How to Perform Full-fledged RAG for Any Website Using Firecrawl and Korvus

vandriichuk This loop allows users to input queries and recei 5be7d9db 2208 4b10 95f7 376f314b0ac1 2 How to Perform Full-fledged RAG for Any Website Using Firecrawl and Korvus

We are excited to present a detailed guide on using the power of RAG (Retrieval Augmented Generation) from Korvus in combination with Firecrawl. This combination allows you to quickly and easily set up a generation system with enhanced search capabilities using data from any website. Our approach demonstrates how to combine efficient web scraping, data processing, and modern machine learning methods in one elegant solution.

What You’ll Learn from This Guide:

  1. How to use Firecrawl for efficient and structured web content collection (we’ll be using our blog as an example)
  2. How to process and index the collected data using Korvus’s powerful Pipeline and Collection tools
  3. How to perform vector search, text generation, and reranking (RAG) within a single query, using modern open-source models

Introduction to Key Tools

Firecrawl

Firecrawl is not just a web scraper, but a powerful tool that transforms websites into clean, structured markdown data. It’s an ideal solution for creating a robust and up-to-date knowledge base for RAG applications. Firecrawl automatically cleans the content, removing unnecessary elements and leaving only important information.

Korvus

Korvus is a versatile SDK for PostgresML, available in several programming languages: Python, JavaScript, Rust, and C. It handles all the complex work of document processing, vector search, and response generation, combining these processes into one efficient query. With Korvus, you can take advantage of all the benefits of in-database machine learning without needing to work directly with SQL or manage the database.

PostgresML

PostgresML is an in-database ML/AI engine developed by experienced machine learning engineers from Instacart. It allows you to train, test, and deploy machine learning models right inside Postgres. This means you can perform complex machine learning operations in the same place where your data is stored, significantly increasing efficiency and reducing infrastructure complexity.

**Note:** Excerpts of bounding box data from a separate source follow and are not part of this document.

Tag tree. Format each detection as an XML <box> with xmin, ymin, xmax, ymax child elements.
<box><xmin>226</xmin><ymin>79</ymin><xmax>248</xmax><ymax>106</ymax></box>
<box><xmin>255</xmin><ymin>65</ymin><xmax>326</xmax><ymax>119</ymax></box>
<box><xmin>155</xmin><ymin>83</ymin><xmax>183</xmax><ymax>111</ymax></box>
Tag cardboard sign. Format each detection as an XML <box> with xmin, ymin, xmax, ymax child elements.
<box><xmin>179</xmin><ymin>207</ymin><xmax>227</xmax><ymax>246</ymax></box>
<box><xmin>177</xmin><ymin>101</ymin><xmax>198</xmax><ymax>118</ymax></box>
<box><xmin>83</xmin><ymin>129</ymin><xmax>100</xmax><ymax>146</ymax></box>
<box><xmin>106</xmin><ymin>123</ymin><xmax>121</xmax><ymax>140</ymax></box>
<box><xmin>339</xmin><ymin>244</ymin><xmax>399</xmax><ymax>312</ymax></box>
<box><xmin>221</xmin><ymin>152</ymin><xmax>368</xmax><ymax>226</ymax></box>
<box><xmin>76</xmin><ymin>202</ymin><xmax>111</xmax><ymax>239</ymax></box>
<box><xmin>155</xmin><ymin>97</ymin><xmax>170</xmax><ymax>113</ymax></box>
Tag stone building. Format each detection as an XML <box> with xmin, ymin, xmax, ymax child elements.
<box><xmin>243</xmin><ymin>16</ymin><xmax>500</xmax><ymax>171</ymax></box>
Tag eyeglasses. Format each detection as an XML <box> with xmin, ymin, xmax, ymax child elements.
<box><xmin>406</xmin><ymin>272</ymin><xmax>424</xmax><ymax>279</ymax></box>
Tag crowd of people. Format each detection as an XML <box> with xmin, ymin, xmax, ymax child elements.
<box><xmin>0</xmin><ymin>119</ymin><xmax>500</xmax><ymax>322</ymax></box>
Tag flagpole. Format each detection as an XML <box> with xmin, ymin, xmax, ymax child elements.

These three tools together provide everything needed to deploy a flexible and powerful RAG stack based on web data. The key advantage of this approach is that your data is stored right where inference is performed. This eliminates the need for a separate vector database or additional frameworks like LlamaIndex or Langchain to combine all components. As we like to say: “The fewer microservices, the fewer problems.”

Getting Started

Before we dive into the code, you’ll need to set up a few important elements. To work with our system, you need to set two key environment variables: FIRECRAWL_API_KEY and KORVUS_DATABASE_URL.

  1. To obtain FIRECRAWL_API_KEY, register at firecrawl.dev. This key will provide you access to Firecrawl’s powerful web scraping capabilities.
  2. As for KORVUS_DATABASE_URL, you have two options:
    • The easiest way is to sign up at postgresml.org. There you’ll get a ready-to-use database with all necessary extensions already installed.
    • For those who prefer more control, you can deploy your own postgres instance with pgml and pgvector extensions installed. This will require a bit more setup but will give you full control over your environment.

Detailed Code Breakdown

Now let’s dive into the code and examine each step of the process in more detail.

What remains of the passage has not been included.